# Greetings from Oregon!



## Gardentender (Feb 2, 2010)

Hello everyone at mantidforum! My offline name is David and I am here to get setup in the hobby. My main hobby is plants; succulents, cacti, orchids, and carnivorous plants. About a year ago I swiched to more or less completely organic gardening, and see the keeping of exotic mantis as a very exiting extension of my organic gardening practaces.
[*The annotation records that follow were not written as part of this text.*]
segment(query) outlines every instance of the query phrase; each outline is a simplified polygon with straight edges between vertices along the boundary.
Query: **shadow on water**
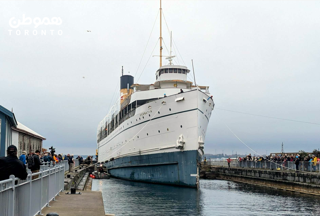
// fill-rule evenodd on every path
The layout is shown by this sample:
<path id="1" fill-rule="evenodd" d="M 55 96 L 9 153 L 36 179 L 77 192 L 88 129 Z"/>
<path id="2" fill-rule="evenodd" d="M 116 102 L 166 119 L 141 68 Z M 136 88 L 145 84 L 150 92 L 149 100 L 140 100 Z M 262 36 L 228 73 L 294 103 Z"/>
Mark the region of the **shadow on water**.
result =
<path id="1" fill-rule="evenodd" d="M 200 180 L 200 189 L 94 179 L 106 212 L 120 215 L 319 215 L 320 197 L 222 180 Z M 313 212 L 312 213 L 311 213 Z"/>

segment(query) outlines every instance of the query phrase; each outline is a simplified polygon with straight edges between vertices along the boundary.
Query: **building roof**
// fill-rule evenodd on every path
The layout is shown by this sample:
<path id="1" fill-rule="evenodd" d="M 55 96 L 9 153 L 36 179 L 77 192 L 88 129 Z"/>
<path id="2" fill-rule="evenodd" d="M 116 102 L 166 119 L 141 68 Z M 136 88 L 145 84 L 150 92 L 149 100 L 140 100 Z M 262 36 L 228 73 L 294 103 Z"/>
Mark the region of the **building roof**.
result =
<path id="1" fill-rule="evenodd" d="M 20 122 L 17 122 L 17 123 L 18 123 L 18 125 L 17 125 L 17 127 L 16 128 L 12 128 L 12 129 L 14 130 L 17 130 L 18 131 L 20 131 L 22 132 L 23 133 L 25 133 L 27 134 L 33 135 L 36 137 L 37 137 L 38 138 L 42 139 L 44 140 L 46 139 L 45 138 L 42 136 L 40 134 L 37 133 L 36 133 L 25 125 L 20 123 Z"/>
<path id="2" fill-rule="evenodd" d="M 16 117 L 14 117 L 14 114 L 8 109 L 0 105 L 0 112 L 1 112 L 8 116 L 9 121 L 13 127 L 17 127 L 17 120 Z"/>

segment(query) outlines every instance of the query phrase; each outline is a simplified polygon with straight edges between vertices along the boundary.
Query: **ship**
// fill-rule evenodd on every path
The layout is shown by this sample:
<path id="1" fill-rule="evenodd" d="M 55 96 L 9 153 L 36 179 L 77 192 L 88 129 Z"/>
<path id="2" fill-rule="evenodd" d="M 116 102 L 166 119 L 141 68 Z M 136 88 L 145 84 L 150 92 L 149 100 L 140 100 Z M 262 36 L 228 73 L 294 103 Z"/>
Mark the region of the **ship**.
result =
<path id="1" fill-rule="evenodd" d="M 209 86 L 188 81 L 190 70 L 173 64 L 171 48 L 169 63 L 162 65 L 161 1 L 160 10 L 155 81 L 135 83 L 123 68 L 120 97 L 97 129 L 98 162 L 112 177 L 198 188 L 214 104 Z"/>

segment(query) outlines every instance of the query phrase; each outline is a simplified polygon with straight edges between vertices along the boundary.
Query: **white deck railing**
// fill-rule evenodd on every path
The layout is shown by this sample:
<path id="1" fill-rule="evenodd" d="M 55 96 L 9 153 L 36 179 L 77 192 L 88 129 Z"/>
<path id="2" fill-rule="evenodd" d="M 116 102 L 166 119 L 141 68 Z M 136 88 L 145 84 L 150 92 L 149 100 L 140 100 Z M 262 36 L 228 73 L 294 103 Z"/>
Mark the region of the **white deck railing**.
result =
<path id="1" fill-rule="evenodd" d="M 49 164 L 41 166 L 39 172 L 28 172 L 26 180 L 21 180 L 14 175 L 0 181 L 0 215 L 32 216 L 41 213 L 42 209 L 55 200 L 55 196 L 63 191 L 64 172 L 68 161 L 54 167 Z M 39 177 L 32 180 L 32 176 Z M 15 181 L 18 181 L 18 184 Z"/>

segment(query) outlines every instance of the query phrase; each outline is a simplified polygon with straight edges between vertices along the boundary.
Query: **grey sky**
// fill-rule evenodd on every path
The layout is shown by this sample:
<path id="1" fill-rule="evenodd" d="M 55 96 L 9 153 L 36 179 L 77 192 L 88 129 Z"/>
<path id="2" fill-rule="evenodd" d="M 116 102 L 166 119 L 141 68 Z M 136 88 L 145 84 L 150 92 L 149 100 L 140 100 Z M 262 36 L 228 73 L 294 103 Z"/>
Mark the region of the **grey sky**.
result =
<path id="1" fill-rule="evenodd" d="M 135 73 L 159 1 L 1 1 L 0 6 L 0 104 L 13 107 L 18 121 L 46 137 L 45 147 L 94 153 L 97 127 L 121 66 Z M 193 59 L 196 81 L 210 86 L 215 107 L 320 123 L 319 1 L 163 1 L 162 7 L 184 62 L 192 70 Z M 10 18 L 23 14 L 60 17 L 62 23 L 10 27 Z M 159 26 L 158 17 L 135 81 Z M 153 55 L 159 55 L 158 43 Z M 153 83 L 158 67 L 158 58 L 151 57 L 139 83 Z M 320 125 L 216 111 L 261 153 L 279 152 L 282 142 L 287 152 L 319 147 Z M 215 114 L 208 131 L 205 153 L 252 153 Z"/>

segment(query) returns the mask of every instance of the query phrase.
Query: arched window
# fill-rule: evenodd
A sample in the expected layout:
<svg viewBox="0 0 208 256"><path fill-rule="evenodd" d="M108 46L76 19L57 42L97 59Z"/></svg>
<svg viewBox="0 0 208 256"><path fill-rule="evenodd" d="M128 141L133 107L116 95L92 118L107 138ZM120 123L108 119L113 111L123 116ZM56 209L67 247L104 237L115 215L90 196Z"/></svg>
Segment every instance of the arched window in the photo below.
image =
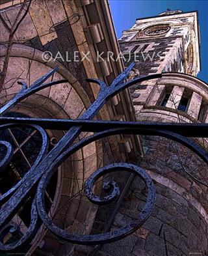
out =
<svg viewBox="0 0 208 256"><path fill-rule="evenodd" d="M20 113L10 112L6 117L28 117ZM28 172L35 162L42 145L42 137L40 132L34 128L26 125L8 128L0 131L0 140L9 142L13 148L13 156L10 163L0 173L0 193L5 193L18 183ZM53 147L49 145L49 150ZM4 155L5 148L0 146L0 156ZM57 182L57 172L51 177L46 190L46 206L49 211L54 199ZM20 228L21 236L31 222L31 204L34 195L29 197L23 206L18 212L12 221ZM8 236L4 242L10 243L15 239L14 236Z"/></svg>

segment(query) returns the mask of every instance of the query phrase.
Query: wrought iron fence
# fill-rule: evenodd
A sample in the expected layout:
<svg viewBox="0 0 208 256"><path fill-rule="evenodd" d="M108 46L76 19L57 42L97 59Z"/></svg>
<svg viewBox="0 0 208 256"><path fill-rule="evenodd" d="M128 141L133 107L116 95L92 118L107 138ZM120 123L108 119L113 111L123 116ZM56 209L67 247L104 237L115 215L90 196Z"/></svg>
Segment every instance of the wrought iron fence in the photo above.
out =
<svg viewBox="0 0 208 256"><path fill-rule="evenodd" d="M208 153L196 144L189 137L207 137L207 124L178 124L155 123L145 122L120 122L111 121L92 120L107 100L118 94L122 90L131 85L148 79L159 78L162 74L154 74L138 78L131 81L126 78L133 67L131 64L111 83L107 86L103 81L90 79L88 81L97 83L100 87L98 98L91 106L79 119L51 119L27 117L6 117L3 116L21 100L32 94L56 84L67 82L59 80L47 83L44 82L57 71L53 69L45 76L27 87L25 83L19 82L22 85L20 91L0 109L0 130L12 128L18 125L25 124L38 130L41 134L42 144L38 155L30 170L11 189L0 196L0 250L12 251L30 243L40 227L40 223L44 223L47 228L61 239L79 244L99 244L114 242L131 234L141 227L151 214L155 202L155 189L151 177L142 169L134 164L118 163L103 167L95 171L86 180L84 192L88 199L96 205L105 205L116 200L120 195L120 188L114 182L104 183L103 188L108 192L104 197L96 195L93 192L94 186L99 178L107 173L114 171L127 171L134 173L144 181L147 187L147 201L136 220L128 223L117 230L110 231L98 235L77 235L62 229L49 217L45 202L46 188L53 173L62 163L79 149L97 139L120 134L160 135L177 141L196 152L205 163L208 164ZM47 150L48 137L46 129L67 130L66 134L57 142L49 151ZM83 138L79 142L75 139L82 132L91 132L94 134ZM0 141L0 145L5 150L0 151L0 173L3 172L10 164L13 149L10 143ZM31 223L28 229L20 239L10 244L3 242L4 237L9 231L18 232L20 227L12 221L12 218L18 212L23 202L31 196L34 196L31 210Z"/></svg>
Because of this, I am intrested mostly in the larger flower mantids for housing indoors and later in the spring getting some oregon legal mantid ooths for release in my outdoor garden as a beautiful and natural pesticide. I will be contacting many of the postings in the classifieds in the comming month as i find my first species to rear... as well as reading alot of posts and posting plenty of noob questions as i learn the ropes of this fun little hobby we share  

Gardentender


----------



## cloud jaguar (Feb 2, 2010)

Welcome! I am sure you will find this to be a great hobby. You certainly came to the right place online too - there are some great and interesting people on here - and some fun contests and such throughout the year, Halloween Horror Mantis Contest, and Annual Calendar Contest.

~Arkanis


----------



## ismart (Feb 2, 2010)

Welcome to the forum!


----------



## hibiscusmile (Feb 2, 2010)

Welcome to the forum, from snowy, lovely cold OHIO!


----------



## revmdn (Feb 2, 2010)

Welcome.


----------



## Opivy (Feb 2, 2010)

ello'! succulents are some real trippy plants! Saw some at a show that blew me away.


----------



## Peter Clausen (Feb 3, 2010)

Welcome from Tualatin, Oregon! Your plant collection sounds very interesting.


----------



## Rick (Feb 3, 2010)

Welcome


----------



## Katnapper (Feb 3, 2010)

Welcome Gardentender, nice to have you here!


----------



## [email protected] (Feb 3, 2010)

Yellow there and welcome from Colorado. So what kind of Orchids do you keep?


----------